How to choose an in vitro maturation program (IVM)

Recently, a patient asked me to describe what kind of training I had in IVM. I talked about what I have done in the past two years to develop our IVM program, but I realized that the question of this patient was indeed more difficult in how to evaluate and compare programs that perform in vitro maturation.

First of all, it is difficult to even find a program that has experience in in vitro maturation. We have been engaged in in vitro maturation for only two years, but I know only two programs in the United States that have more experience than we do. In the context of the world, there are a number of programs that I can name, but in the United States, IVM has not yet done so.

US reporting on IVF (legally authorized and through the Center for Disease Control) does not distinguish between a ventilator and a conventional IVF cycle. There is no standardized reporting method in the United States that provides any information about IVM. (Europe is slightly better.) Different programs use different criteria to select patients for IVM, but most of them are young women (less than 30, 35 or 38 are normal circumcisions) with a large number of visible small cysts in the ovaries on an ultrasound high content of antral follicles). Most of these patients have some variant of polycystic ovary (PCO).

Success indicators and other in vitro maturation assessments should use similar patients under conventional IVF as a basis for comparison. Given the small number of patients taking IVM, it is very difficult to do. Patients with PCO usually do better with conventional IVF than patients performing IVF for other reasons. They also have more side effects from drugs and are a subgroup of patients with the highest risk of ovarian hyperstimulation syndrome.

In our program (the number of patients is too low for statistical certainty), the constant frequency of pregnancies with IVM is significantly higher than the current frequency of pregnancies for patients matched for age undergoing traditional IVF. The “ovulation induction process” is much easier for IVM patients than with conventional IVF. There are far fewer side effects of drugs with IVM. The cost for a self-paying patient for each achieved pregnancy is about half that for conventional IVF in our program.

The doctor friend asks: “What is the secret?” There are no secrets. The general scheme of IVM is well known because it uses the components of conventional IVF. Patient management details are still evolving, but there is not a single detail of immense importance.

When I learned that IVF, Sage, had commercially available in vitro maturation carriers that it received from the group at McGill, I was interested in IVM. My initial interest in IVM was to try to find a cheaper IVF method that I could use for my patients.

Sage offered an individual course on the use of his media, which was taught by Dr.
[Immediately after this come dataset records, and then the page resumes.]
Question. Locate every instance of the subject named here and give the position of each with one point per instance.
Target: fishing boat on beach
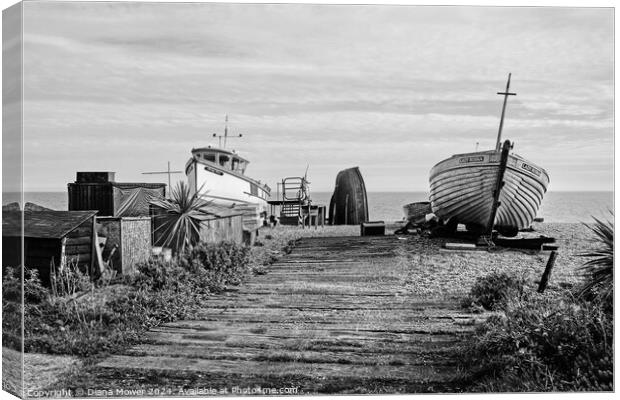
(486, 190)
(219, 175)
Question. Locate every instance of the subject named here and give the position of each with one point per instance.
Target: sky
(127, 87)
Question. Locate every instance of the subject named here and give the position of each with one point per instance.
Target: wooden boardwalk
(334, 316)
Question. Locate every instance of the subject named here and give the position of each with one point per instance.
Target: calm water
(387, 206)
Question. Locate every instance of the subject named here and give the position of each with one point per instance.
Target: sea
(388, 206)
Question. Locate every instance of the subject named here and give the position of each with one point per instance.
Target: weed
(493, 290)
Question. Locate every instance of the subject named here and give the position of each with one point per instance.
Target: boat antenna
(225, 135)
(501, 121)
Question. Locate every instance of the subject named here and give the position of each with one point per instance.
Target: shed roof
(43, 224)
(220, 211)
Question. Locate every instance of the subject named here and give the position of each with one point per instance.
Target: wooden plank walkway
(334, 316)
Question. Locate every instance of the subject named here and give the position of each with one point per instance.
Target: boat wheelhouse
(219, 175)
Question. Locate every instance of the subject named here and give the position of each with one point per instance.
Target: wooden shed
(221, 224)
(128, 241)
(98, 191)
(49, 237)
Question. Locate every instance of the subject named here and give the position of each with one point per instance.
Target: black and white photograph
(220, 199)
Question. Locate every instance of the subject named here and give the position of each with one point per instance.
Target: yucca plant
(599, 271)
(183, 214)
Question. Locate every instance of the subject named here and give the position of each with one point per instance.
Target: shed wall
(79, 245)
(135, 242)
(132, 236)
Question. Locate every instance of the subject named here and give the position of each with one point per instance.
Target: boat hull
(349, 203)
(462, 189)
(227, 189)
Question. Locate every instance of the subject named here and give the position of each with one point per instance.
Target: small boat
(417, 212)
(349, 203)
(486, 190)
(219, 175)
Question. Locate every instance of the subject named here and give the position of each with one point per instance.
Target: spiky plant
(179, 224)
(599, 271)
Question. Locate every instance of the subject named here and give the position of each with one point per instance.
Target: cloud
(395, 89)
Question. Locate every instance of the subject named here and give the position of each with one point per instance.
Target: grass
(554, 341)
(104, 320)
(421, 270)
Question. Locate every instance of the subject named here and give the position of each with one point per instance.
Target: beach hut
(127, 241)
(57, 237)
(98, 191)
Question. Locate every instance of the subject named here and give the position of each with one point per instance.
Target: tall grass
(599, 271)
(182, 218)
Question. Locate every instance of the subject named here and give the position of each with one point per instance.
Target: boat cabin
(228, 160)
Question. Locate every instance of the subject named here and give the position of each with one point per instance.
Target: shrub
(156, 274)
(160, 292)
(544, 343)
(69, 280)
(493, 290)
(214, 266)
(183, 215)
(599, 271)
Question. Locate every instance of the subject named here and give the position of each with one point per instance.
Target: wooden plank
(326, 311)
(73, 241)
(279, 369)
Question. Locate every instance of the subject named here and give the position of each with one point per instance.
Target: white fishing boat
(220, 176)
(485, 190)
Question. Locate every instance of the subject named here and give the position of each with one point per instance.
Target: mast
(225, 135)
(501, 121)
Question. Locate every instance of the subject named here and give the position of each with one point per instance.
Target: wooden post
(545, 278)
(498, 187)
(346, 210)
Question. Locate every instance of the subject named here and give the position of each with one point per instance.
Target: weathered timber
(333, 310)
(545, 278)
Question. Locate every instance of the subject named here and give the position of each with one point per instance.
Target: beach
(419, 269)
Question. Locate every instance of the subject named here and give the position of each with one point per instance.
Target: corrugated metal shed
(43, 224)
(97, 191)
(222, 224)
(50, 237)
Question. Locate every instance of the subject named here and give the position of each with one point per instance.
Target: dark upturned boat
(349, 204)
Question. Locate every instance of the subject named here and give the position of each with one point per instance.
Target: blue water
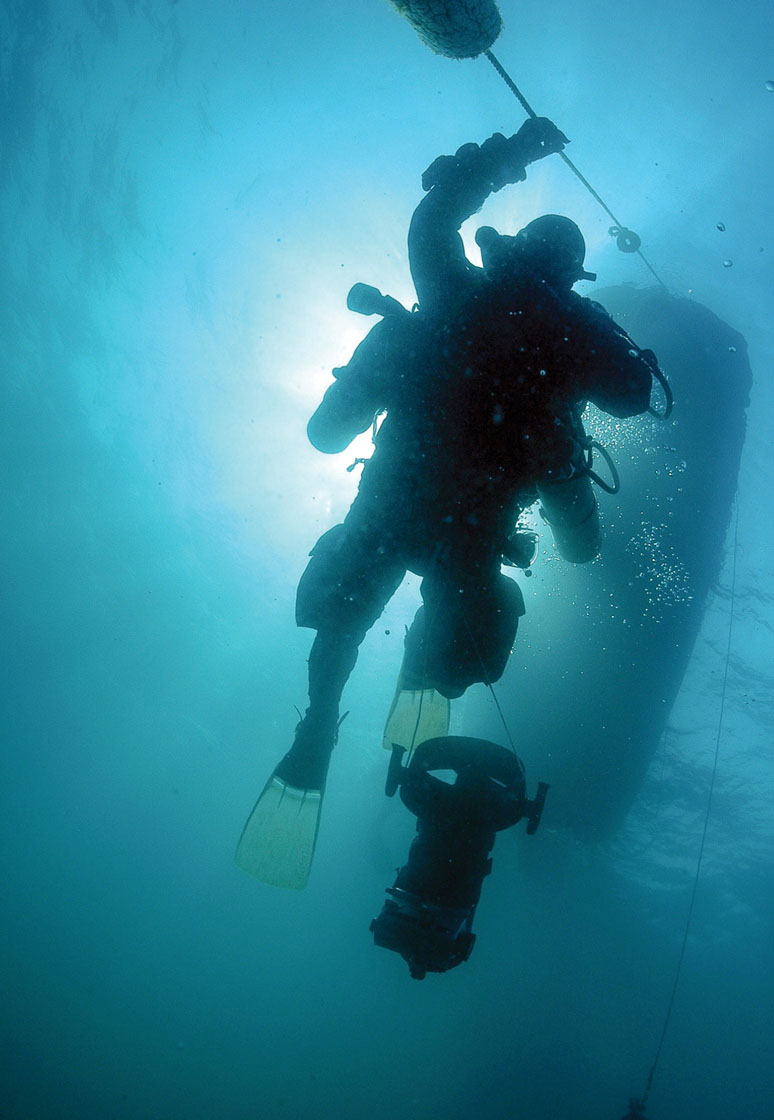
(188, 190)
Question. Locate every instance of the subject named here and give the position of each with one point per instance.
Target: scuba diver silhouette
(484, 385)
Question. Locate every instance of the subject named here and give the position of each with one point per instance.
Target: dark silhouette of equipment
(428, 916)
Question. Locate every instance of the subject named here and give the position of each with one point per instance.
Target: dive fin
(277, 845)
(415, 717)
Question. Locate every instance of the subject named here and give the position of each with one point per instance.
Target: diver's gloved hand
(499, 160)
(538, 137)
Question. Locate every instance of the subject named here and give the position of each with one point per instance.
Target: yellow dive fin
(278, 841)
(415, 717)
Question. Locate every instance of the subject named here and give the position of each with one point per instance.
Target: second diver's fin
(415, 717)
(278, 841)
Jared Robbins of Brown University. I noticed that Dr. Robbins searches for IVM, watched as the lab did IVM, and Dr. Robbins introduced the IVM approach to me. Then I took Dr. Robbins. a very structured approach to IVM in solutions for infertility, PC and our first pregnancies rather quickly.

I had the opportunity to spend a week with Dr. SL Tan's group at McGill in Montreal. McGill has been with IVM for over a decade. Many doctors and embryologists who conduct IVM in other countries of the world have spent time there, and it remains one of the main institutions that need to be trained. Their clinical results are excellent and they widely publish information about IVM. I spent time with doctors dr. SL Tan and Dr. H. Holzer and with embryologists Dr. WY Son and Dr. R. Chian (the main media developer created by Sage.) They generously shared information about ICM both formally and unofficially in the laboratory and in the operating room. I returned to Allentown and found ways to incorporate their ideas into my patient management, and our program improved.
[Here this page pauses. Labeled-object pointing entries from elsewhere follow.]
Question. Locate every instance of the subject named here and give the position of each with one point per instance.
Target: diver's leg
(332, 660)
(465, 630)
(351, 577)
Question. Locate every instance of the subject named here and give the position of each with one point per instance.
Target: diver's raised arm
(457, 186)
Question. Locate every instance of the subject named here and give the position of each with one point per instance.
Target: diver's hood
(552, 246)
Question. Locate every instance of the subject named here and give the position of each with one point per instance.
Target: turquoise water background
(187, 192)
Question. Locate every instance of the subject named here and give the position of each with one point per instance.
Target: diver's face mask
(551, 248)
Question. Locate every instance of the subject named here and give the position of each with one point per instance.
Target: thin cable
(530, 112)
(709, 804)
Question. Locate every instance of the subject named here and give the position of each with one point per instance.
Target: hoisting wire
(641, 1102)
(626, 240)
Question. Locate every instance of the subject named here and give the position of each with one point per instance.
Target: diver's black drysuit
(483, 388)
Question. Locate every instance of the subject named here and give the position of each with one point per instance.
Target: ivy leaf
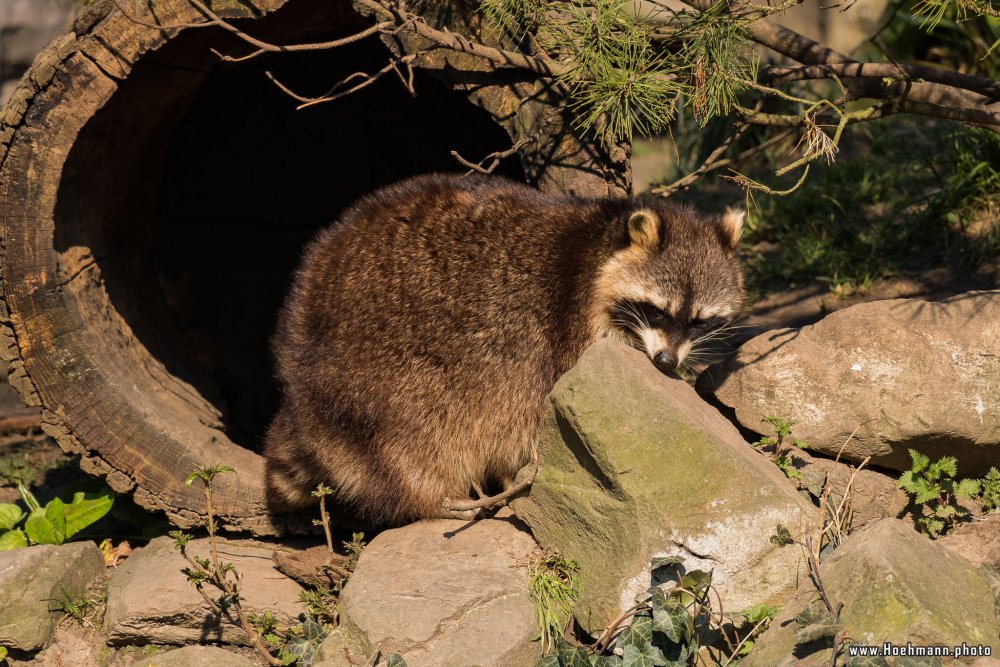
(643, 656)
(13, 539)
(816, 622)
(638, 633)
(87, 508)
(674, 622)
(10, 516)
(47, 525)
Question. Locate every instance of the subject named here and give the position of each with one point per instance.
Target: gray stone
(441, 593)
(29, 577)
(635, 465)
(150, 600)
(904, 373)
(194, 656)
(895, 586)
(978, 541)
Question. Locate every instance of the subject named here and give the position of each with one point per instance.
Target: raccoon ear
(732, 227)
(644, 229)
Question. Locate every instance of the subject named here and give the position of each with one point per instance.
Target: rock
(904, 373)
(194, 656)
(30, 577)
(440, 593)
(978, 541)
(635, 465)
(874, 495)
(151, 602)
(896, 586)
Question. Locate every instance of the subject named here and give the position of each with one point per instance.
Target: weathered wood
(83, 323)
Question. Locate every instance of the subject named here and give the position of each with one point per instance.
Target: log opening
(156, 202)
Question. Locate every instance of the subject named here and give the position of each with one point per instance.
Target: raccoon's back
(435, 296)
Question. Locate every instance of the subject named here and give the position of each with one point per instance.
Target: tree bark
(85, 328)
My next opportunity for academic improvement came when I attended the second international IVM conference in Milan, Italy. This conference welcomed physicians, embryologists and founding scientists to share the latest information on in vitro maturation.

The conference presented me with a number of new ideas, and also introduced me to many major IVM programs around the world. I realized that, as a reproductive endocrinologist, my education in the physiology of the ovaries focused on a two-week period of time during which selective follicles were developed, eggs became mature, and eggs were ovulated. This is a time of key intervention in infertility and IVF therapy. However, I knew almost nothing about the five months during which the eggs evolved from the primary follicle to the selected follicles. I returned home to understand this period of time in the physiology of the ovaries in ways that I could apply to the clinical part of maturation in vitro.
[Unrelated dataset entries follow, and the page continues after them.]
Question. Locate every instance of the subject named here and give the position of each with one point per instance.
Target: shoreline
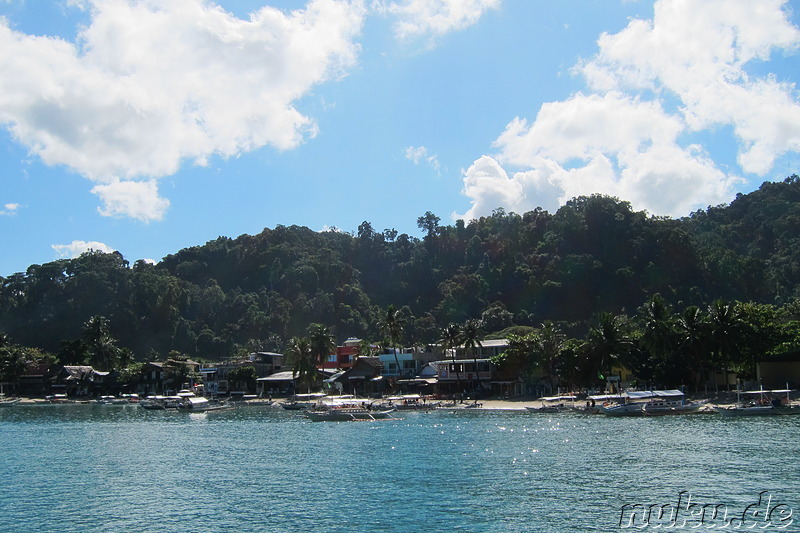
(490, 404)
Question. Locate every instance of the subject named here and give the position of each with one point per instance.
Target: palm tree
(103, 352)
(322, 342)
(470, 333)
(693, 339)
(451, 337)
(365, 348)
(393, 324)
(725, 324)
(300, 355)
(607, 341)
(548, 343)
(658, 333)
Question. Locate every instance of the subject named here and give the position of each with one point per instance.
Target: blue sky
(146, 126)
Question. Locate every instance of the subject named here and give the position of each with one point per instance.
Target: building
(216, 376)
(167, 377)
(363, 378)
(80, 381)
(778, 371)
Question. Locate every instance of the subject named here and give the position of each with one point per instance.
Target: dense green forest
(594, 257)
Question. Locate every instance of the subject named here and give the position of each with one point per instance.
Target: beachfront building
(216, 376)
(79, 380)
(778, 371)
(166, 377)
(363, 378)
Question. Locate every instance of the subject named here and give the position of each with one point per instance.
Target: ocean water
(96, 468)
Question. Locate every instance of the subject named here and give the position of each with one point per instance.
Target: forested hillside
(593, 255)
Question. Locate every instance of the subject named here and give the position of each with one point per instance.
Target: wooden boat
(9, 402)
(761, 403)
(407, 402)
(198, 404)
(346, 410)
(302, 401)
(653, 403)
(554, 404)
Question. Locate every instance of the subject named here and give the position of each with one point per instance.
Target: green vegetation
(585, 287)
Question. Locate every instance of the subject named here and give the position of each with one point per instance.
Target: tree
(470, 337)
(725, 328)
(102, 350)
(607, 342)
(322, 342)
(243, 378)
(693, 338)
(300, 356)
(393, 323)
(428, 223)
(658, 339)
(547, 345)
(451, 338)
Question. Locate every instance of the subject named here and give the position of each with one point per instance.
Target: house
(460, 375)
(778, 371)
(487, 349)
(362, 378)
(216, 375)
(79, 381)
(284, 383)
(166, 377)
(344, 356)
(411, 360)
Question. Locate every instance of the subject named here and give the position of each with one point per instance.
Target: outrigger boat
(346, 410)
(302, 401)
(198, 404)
(653, 403)
(408, 402)
(761, 403)
(8, 402)
(554, 404)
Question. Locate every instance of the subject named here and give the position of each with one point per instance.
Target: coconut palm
(393, 324)
(103, 352)
(658, 337)
(693, 336)
(451, 337)
(322, 342)
(547, 345)
(300, 355)
(470, 337)
(725, 324)
(607, 341)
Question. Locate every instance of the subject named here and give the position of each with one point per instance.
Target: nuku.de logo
(690, 513)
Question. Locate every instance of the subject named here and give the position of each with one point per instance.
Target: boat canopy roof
(557, 398)
(606, 397)
(310, 396)
(635, 395)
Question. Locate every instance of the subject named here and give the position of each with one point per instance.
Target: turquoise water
(89, 468)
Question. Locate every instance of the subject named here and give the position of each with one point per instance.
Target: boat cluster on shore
(321, 407)
(673, 402)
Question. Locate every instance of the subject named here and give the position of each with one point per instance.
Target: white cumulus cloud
(625, 137)
(134, 199)
(151, 84)
(434, 18)
(76, 248)
(420, 154)
(10, 209)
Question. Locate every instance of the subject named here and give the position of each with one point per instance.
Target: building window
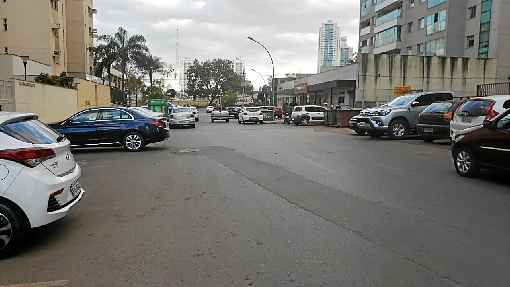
(390, 16)
(485, 28)
(388, 36)
(470, 41)
(433, 3)
(436, 47)
(436, 22)
(472, 12)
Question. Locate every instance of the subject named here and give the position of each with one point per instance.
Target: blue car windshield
(402, 101)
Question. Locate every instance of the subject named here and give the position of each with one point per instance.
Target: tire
(465, 162)
(13, 229)
(398, 129)
(360, 132)
(134, 142)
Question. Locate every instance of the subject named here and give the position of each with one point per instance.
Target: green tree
(151, 65)
(230, 99)
(211, 79)
(105, 55)
(130, 48)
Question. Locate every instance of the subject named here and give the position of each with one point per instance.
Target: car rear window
(438, 108)
(31, 131)
(314, 109)
(477, 108)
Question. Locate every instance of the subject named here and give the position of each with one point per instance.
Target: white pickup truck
(220, 115)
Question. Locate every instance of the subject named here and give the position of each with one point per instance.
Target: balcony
(365, 31)
(385, 3)
(387, 48)
(387, 25)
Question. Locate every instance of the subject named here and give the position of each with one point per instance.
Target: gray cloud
(218, 28)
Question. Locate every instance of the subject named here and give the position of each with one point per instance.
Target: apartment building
(57, 33)
(80, 39)
(329, 46)
(36, 29)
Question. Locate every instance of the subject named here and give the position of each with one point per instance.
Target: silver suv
(399, 117)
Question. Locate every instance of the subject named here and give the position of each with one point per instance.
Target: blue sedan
(113, 126)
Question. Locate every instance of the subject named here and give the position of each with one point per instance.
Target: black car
(434, 121)
(113, 126)
(233, 112)
(486, 147)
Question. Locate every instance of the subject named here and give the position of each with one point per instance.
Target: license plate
(75, 189)
(466, 119)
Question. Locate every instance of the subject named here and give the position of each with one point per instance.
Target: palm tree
(130, 48)
(105, 55)
(150, 65)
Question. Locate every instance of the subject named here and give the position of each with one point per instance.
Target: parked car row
(479, 128)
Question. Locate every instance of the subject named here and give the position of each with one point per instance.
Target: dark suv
(486, 147)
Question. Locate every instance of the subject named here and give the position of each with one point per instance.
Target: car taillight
(491, 113)
(448, 116)
(30, 157)
(159, 124)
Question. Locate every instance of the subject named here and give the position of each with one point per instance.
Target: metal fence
(493, 89)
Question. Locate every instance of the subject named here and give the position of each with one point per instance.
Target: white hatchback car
(474, 112)
(251, 115)
(38, 177)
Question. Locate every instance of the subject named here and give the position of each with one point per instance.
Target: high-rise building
(238, 66)
(57, 33)
(329, 46)
(80, 24)
(345, 52)
(36, 29)
(457, 28)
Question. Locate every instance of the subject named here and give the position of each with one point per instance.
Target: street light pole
(263, 81)
(272, 63)
(25, 62)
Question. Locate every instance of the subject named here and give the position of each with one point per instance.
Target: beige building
(80, 36)
(36, 29)
(57, 33)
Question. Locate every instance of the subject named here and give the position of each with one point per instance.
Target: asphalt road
(275, 205)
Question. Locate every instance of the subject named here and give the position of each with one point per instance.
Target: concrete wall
(12, 65)
(91, 94)
(380, 74)
(51, 103)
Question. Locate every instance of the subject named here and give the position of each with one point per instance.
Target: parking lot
(275, 205)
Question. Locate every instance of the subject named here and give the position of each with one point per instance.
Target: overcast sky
(218, 29)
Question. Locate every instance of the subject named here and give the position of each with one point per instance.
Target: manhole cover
(189, 150)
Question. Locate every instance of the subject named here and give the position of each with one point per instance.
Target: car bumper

Our program continued to improve. One of the goals that I had long been harboring was to increase the yield of eggs during the extraction of eggs. I learned that Dr. Peter Hans-Steiner developed a very fine needle that used a new technique that allows washing of very small follicles used for in vitro maturation. He invited me to visit him in his office in Ganz, Austria, and was watching his corrections using this Steiner-Tan needle. It was a great innovation. I found that the IVM search process became easier, and with a lot of flash media used, it also made it easier to find eggs in the lab. We have not made enough cases to compare, but it looks like we have improved our egg harvest, which should improve the pregnancy rate.